Upon expiration of the retention period, records are securely destroyed using NIST-compliant data sanitization methods.
7. Your Rights
7.1 HIPAA Rights
Under HIPAA, you have the right to:
- Access and obtain a copy of your PHI
- Request amendments to your PHI
- Receive an accounting of disclosures of your PHI
- Request restrictions on certain uses and disclosures of your PHI
- Request confidential communications
- File a complaint with us or the U.S. Department of Health and Human Services if you believe your privacy rights have been violated
7.2 State Consumer Privacy Rights
Depending on your state of residence, you may also have the following rights:
- California (CCPA/CPRA): Right to know, delete, correct, limit use of sensitive personal information, and opt out of sale/sharing. To exercise these rights, email privacy@urgent-care-online.com or call (800) 555-0199.
- Washington (My Health My Data Act): Right to access, delete, and withdraw consent for collection of consumer health data. We obtain consent before collecting consumer health data and honor all withdrawal requests within 15 business days.
- Nevada (SB 370): Right to opt out of the sale of personal information.
We do not discriminate against you for exercising any of your privacy rights.
8. Cookies and Tracking Technologies
We use strictly necessary cookies to operate the Platform (authentication, session management, security). We do not use third-party advertising cookies or cross-site tracking technologies. Analytics data, if collected, is aggregated and de-identified.
9. Children's Privacy
Our telehealth services are available for patients ages 2 and older, with parental or legal guardian consent required for minors. We do not knowingly collect personal information from children under 13 without verified parental consent, in compliance with the Children's Online Privacy Protection Act ("COPPA").
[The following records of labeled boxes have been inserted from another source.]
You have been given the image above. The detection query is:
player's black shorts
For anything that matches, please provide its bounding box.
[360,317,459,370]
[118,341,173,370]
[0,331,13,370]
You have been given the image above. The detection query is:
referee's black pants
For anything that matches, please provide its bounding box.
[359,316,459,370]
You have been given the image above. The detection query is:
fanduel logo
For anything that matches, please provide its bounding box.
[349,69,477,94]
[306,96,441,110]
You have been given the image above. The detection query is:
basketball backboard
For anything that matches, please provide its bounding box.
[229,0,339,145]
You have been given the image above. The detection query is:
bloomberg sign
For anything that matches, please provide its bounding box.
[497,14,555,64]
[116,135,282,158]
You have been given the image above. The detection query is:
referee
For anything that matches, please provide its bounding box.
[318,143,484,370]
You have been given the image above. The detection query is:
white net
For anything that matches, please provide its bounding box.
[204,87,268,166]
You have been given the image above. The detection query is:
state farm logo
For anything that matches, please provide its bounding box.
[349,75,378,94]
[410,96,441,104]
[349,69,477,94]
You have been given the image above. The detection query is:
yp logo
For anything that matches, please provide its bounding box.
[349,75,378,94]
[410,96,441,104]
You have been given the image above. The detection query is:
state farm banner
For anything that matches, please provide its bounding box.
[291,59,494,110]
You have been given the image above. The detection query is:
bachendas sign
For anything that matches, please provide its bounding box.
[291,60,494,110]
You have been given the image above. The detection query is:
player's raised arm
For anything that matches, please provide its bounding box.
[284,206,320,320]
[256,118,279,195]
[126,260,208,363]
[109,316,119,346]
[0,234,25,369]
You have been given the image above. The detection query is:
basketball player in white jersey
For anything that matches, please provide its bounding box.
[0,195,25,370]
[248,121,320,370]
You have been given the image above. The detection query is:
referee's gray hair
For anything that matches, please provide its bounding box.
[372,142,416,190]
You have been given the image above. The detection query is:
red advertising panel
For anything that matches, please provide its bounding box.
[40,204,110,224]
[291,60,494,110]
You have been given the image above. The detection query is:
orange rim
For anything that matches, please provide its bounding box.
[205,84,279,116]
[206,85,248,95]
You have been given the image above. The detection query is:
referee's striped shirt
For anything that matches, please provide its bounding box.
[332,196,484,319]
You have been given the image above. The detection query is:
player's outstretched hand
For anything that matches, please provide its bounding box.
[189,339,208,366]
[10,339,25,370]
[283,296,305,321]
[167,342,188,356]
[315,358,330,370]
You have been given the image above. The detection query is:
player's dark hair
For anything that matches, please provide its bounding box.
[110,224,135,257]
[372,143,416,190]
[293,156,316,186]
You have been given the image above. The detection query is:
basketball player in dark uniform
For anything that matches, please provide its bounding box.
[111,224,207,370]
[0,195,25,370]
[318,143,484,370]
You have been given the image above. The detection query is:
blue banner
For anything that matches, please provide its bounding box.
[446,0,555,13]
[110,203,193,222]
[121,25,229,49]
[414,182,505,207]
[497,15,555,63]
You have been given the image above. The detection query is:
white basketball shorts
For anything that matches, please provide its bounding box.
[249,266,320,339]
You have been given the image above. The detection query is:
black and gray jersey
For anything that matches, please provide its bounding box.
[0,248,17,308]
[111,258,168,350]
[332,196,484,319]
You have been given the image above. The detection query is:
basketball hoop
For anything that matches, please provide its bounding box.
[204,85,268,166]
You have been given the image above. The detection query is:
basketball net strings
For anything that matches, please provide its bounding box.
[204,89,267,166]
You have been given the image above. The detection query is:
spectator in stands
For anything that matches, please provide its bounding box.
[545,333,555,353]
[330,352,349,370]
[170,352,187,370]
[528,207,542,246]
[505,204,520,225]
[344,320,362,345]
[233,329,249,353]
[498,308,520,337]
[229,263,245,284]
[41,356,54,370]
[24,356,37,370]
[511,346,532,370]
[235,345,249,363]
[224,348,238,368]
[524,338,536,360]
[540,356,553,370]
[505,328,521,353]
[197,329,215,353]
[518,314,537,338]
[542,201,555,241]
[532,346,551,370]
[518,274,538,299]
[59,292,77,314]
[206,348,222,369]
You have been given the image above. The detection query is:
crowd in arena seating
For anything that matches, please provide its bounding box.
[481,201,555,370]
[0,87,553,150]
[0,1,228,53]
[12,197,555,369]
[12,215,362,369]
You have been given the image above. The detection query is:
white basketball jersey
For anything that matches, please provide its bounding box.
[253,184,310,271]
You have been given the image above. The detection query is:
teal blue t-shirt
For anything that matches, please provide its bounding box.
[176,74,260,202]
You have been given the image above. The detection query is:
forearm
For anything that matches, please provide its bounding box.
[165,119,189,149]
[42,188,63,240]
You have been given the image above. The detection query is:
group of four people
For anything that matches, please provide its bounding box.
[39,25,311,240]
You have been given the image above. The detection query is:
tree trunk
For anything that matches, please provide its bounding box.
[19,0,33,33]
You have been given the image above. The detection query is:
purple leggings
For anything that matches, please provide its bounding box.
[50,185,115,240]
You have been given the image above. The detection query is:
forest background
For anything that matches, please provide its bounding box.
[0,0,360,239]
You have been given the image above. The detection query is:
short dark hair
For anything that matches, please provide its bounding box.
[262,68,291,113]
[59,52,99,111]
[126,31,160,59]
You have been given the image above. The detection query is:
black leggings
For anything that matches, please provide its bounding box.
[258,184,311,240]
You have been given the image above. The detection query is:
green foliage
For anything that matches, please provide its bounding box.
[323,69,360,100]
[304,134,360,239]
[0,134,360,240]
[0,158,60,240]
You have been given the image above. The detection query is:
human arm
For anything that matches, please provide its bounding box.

If you believe a child's information has been collected without consent, contact us immediately at privacy@urgent-care-online.com.
10. Do Not Sell or Share My Personal Information
Urgent Care Online does not sell your personal information or PHI. We do not share your personal information for cross-context behavioral advertising. If you wish to submit a do-not-sell/do-not-share request or confirm your status, email privacy@urgent-care-online.com with the subject line "Do Not Sell or Share."
11. Changes to This Policy
We may update this Privacy Policy from time to time to reflect changes in our practices, legal requirements, or services. Material changes will be communicated via a prominent notice on our Platform and/or by email at least 30 days before the new policy takes effect. Your continued use of the Platform after the effective date constitutes acceptance of the revised policy.
12. Contact Us
If you have questions, concerns, or requests regarding this Privacy Policy or your personal information:
- Privacy Officer: privacy@urgent-care-online.com
- General Support: support@urgent-care-online.com
- Phone: (800) 555-0199
You may also file a complaint with the U.S. Department of Health and Human Services, Office for Civil Rights, at hhs.gov/hipaa.